Just wrote my last exam (interprovincial red seal) for my plumber/gasfitter B.

One problem though. there was not much in the curriculum about heating/boilers. (piping, design etc.)

Any recommendations on good books?

thanks.


----------



## redbeardplumber (Dec 4, 2012)

Good for you.

I was in the SAIT bookstore the other day. (as I need to read up like you, on HWH)

I don't know if you have this pamphlet, I've never seen it before, but they wanted 187$ for it.
R U kidding me?!


----------



## rjbphd (Feb 5, 2010)

alberteh said:


> Good day everyone.
> 
> Just wrote my last exam (interprovincial red seal) for my plumber/gasfitter B.
> 
> ...


There's IBR book for 95 bucks...and other heating books by John Sieghaiour(sp) as well Dan Holohan's books... go to heatinghelp.com and its all there plus more..


----------



## alberteh (Feb 26, 2012)

I got suckered into buying that hydronic code you are holding. 

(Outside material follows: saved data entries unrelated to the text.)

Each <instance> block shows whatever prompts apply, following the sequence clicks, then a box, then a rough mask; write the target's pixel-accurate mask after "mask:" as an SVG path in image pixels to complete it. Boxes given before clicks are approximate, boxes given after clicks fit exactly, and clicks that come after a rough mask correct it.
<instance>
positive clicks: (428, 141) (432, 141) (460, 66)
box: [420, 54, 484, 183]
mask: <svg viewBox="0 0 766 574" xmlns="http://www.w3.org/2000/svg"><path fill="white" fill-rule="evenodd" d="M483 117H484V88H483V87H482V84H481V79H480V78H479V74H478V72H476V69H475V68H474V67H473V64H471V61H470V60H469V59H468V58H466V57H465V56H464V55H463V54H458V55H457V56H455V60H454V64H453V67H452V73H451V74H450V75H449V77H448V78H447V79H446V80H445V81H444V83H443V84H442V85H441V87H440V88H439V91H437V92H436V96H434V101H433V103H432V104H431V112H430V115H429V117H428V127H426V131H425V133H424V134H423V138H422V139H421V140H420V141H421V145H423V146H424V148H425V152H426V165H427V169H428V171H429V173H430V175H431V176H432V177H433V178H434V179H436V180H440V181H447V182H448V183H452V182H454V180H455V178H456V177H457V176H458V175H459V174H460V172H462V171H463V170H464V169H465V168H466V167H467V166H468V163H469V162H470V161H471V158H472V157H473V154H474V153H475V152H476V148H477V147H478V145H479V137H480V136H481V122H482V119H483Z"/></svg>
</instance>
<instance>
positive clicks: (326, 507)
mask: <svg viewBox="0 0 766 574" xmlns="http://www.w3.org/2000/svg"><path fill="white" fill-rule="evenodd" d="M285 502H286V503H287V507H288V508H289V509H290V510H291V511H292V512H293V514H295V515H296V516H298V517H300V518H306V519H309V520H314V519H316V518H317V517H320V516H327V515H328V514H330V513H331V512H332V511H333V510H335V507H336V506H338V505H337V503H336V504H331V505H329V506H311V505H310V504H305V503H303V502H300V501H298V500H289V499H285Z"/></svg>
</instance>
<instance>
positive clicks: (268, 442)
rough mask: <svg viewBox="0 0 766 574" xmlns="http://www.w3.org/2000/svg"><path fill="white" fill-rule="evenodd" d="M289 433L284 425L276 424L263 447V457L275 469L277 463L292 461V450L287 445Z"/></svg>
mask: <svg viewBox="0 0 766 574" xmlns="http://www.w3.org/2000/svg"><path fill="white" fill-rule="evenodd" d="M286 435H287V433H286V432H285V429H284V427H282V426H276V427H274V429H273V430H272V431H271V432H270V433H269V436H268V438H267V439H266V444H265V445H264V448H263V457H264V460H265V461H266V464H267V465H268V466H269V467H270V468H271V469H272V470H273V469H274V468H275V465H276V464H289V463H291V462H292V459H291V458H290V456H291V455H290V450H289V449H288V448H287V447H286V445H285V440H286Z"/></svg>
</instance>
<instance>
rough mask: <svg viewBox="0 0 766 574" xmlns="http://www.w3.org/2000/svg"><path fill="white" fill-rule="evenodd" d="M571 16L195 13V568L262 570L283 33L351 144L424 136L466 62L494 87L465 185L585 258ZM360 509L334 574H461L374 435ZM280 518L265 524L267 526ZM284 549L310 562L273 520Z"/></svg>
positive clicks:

let me summarize it for you: There be hot water in dem pipes, but if you have any questions refer to the plumbing, gas, electrical code or the authority having jurisdiction.

There, you just saved $187


----------



## Catlin987987 (Nov 12, 2010)

alberteh said:


> I got suckered into buying that hydronic code you are holding.
> 
> let me summarize it for you: There be hot water in dem pipes, but if you have any questions refer to the plumbing, gas, electrical code or the authority having jurisdiction.
> 
> There, you just saved $187


Exactly, it's a waste of a book! Says F-All


----------



## redbeardplumber (Dec 4, 2012)

^^^^ hahaha^^^^^ 

I perused and thought that doesn't look very informative.... Sounds like a good call. Lol


----------



## alberteh (Feb 26, 2012)

rjbphd said:


> There's IBR book for 95 bucks...and other heating books by John Sieghaiour(sp) as well Dan Holohan's books... go to heatinghelp.com and its all there plus more..



I tried Heating help, lots of info there. Thanks.

The IBR book, is it; 
*Residential Hydronic Heating (The I=B=R Coursebook)?*



I want to make sure before dropping $100+


----------



## Gettinit (May 9, 2012)

Books by the Deadmen are cheap and good for newbies working with steam.


----------



## rjbphd (Feb 5, 2010)

alberteh said:


> I tried Heating help, lots of info there. Thanks.
> 
> The IBR book, is it;
> Residential Hydronic Heating (The I=B=R Coursebook)?
> ...


Yeap.. that's the one .. for more complex hydronic heating.. its Modern Hydronic Heating by John Siegenthaler..


----------



## JoshJ (May 10, 2012)

redbeardplumber said:


> Good for you.
> 
> I was in the SAIT bookstore the other day. (as I need to read up like you, on HWH)
> 
> ...


I bought this from the CHC, I've used it a couple times to get my way with a customer. I just never mention that it is barely enforced in my area.


----------



## alberteh (Feb 26, 2012)

rjbphd said:


> Yeap.. that's the one .. for more complex hydronic heating.. its Modern Hydronic Heating by John Siegenthaler..


K. ordering the IBR book on monday to start and will look at John Siegen...ers
book after if i still need info (pretty steep $) (and hard to spell his last name)

THANKS!


----------